TATTON MP Esther McVey has called for fairer funding for Cheshire schools and demanded answers as to why the area misses out to areas such as London.

Ms McVey said it was vital schools got the money they needed for education given it was one of the key building blocks of social mobility that every child needs.

Speaking in a debate she secured in Parliament on fairer funding for Cheshire schools, she told of how costs were outstripping funding in Cheshire East and Cheshire West and Cheshire council areas and urged Schools Minister Nick Gibb to act.

She said: “Costs are outstripping funding and as a result Cheshire primary schools are now 44 per cent less funded than London schools and secondary schools 49 per cent less funded than in London.”

Ms McVey told the debate that Cheshire West and Chester was funded below the average and at the minimum levels of funding for local authorities and had only received a 0.5 per cent increase in the last two years and teachers pay had increased above the anticipated public sector pay cap.

She told the debate how, based on Cheshire East council’s budget calculations until 2010, 50 per cent of maintained schools in the borough would have a deficit in excess of £100,000, and how it identified cost increases of eight per cent from 2016/17 to 2019/20 but actual funding had increased by just two per cent.

Ms McVey added: “As the lowest funding authority our schools already have a lean budget plan which makes addressing the pressures even more challenging than in other areas.

“The current national formula, which is shifting resources away from areas with low deprivation levels such as Cheshire East, is reducing basic funding levels and not leaving enough to run the schools.

“And in schools where deficits are exceeding £100,000 schools will have to look at reorganising, whether that is creating federations or possibly closing down, which will not meet the needs of families having to travel further or Cheshire Council budgets as transport costs increase.

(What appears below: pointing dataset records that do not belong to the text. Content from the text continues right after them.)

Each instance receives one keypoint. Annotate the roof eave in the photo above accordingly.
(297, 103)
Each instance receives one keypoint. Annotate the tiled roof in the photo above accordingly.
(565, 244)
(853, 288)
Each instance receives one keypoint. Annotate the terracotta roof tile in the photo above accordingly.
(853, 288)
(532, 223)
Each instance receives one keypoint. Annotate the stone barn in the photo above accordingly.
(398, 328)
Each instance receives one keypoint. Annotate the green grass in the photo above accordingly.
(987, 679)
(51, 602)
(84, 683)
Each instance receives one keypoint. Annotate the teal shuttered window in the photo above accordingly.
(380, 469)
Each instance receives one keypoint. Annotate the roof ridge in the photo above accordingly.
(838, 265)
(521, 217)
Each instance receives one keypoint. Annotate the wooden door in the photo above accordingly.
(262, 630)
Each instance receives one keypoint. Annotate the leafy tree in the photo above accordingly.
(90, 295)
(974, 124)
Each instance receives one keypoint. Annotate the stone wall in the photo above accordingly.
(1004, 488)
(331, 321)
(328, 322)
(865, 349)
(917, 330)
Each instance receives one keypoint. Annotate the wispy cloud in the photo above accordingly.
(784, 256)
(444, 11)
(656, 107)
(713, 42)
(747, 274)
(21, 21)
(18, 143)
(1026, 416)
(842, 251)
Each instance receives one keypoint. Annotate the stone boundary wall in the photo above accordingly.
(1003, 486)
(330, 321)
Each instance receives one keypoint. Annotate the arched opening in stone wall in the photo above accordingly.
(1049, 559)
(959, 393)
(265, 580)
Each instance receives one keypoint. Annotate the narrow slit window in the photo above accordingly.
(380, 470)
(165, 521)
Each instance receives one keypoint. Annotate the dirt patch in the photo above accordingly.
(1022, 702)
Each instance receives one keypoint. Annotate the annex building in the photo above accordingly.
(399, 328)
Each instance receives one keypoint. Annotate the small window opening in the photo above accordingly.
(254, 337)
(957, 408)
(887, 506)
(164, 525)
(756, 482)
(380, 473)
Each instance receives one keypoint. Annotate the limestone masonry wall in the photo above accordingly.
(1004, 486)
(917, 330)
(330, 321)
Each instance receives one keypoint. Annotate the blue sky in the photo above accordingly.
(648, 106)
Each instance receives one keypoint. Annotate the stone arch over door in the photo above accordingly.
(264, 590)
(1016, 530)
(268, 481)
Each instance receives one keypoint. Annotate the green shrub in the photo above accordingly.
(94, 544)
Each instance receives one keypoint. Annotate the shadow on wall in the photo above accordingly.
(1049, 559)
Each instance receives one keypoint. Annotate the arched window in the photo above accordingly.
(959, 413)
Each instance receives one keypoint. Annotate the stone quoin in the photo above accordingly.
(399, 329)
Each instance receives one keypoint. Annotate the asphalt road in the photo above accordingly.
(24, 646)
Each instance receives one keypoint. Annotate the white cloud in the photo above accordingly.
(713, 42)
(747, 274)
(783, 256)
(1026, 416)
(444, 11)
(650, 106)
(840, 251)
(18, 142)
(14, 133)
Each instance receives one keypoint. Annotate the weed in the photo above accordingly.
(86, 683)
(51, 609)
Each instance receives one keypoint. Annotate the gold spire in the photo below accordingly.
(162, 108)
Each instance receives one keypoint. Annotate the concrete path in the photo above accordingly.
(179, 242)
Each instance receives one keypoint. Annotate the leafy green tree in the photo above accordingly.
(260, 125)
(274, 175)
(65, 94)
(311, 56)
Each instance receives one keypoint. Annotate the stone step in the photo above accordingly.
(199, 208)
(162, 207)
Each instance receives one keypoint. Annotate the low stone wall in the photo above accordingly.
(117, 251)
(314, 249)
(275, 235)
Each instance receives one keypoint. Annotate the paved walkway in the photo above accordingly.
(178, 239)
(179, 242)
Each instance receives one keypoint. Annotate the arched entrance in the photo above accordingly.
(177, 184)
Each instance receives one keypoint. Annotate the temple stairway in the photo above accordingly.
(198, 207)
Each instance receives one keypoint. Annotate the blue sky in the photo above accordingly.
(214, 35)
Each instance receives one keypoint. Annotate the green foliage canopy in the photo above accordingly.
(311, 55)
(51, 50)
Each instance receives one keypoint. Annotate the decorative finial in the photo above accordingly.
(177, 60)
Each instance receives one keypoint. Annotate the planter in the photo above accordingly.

Ms McVey used the debate to call for more support for special educational needs, be it extra support for local authorities when they have to use independent schools to meet those needs or for capital investment so build more classes to cater for those needs.

Ms McVey welcomed the increases in education funding since 2010 but said costs are outstripping the additional funds.

She urged Mr Gibb to meet with her and other MPs “so we can all work together to make sure our area gets the right funding for its children.”

Schools Minister Nick Gibb said government was determined to create a world-class education system where every child reached their full potential and while more money was going into schools he acknowledged the “budgeting challenges schools face”

He added: “We are directing money where it is most needed based on schools and pupils needs and characteristics.”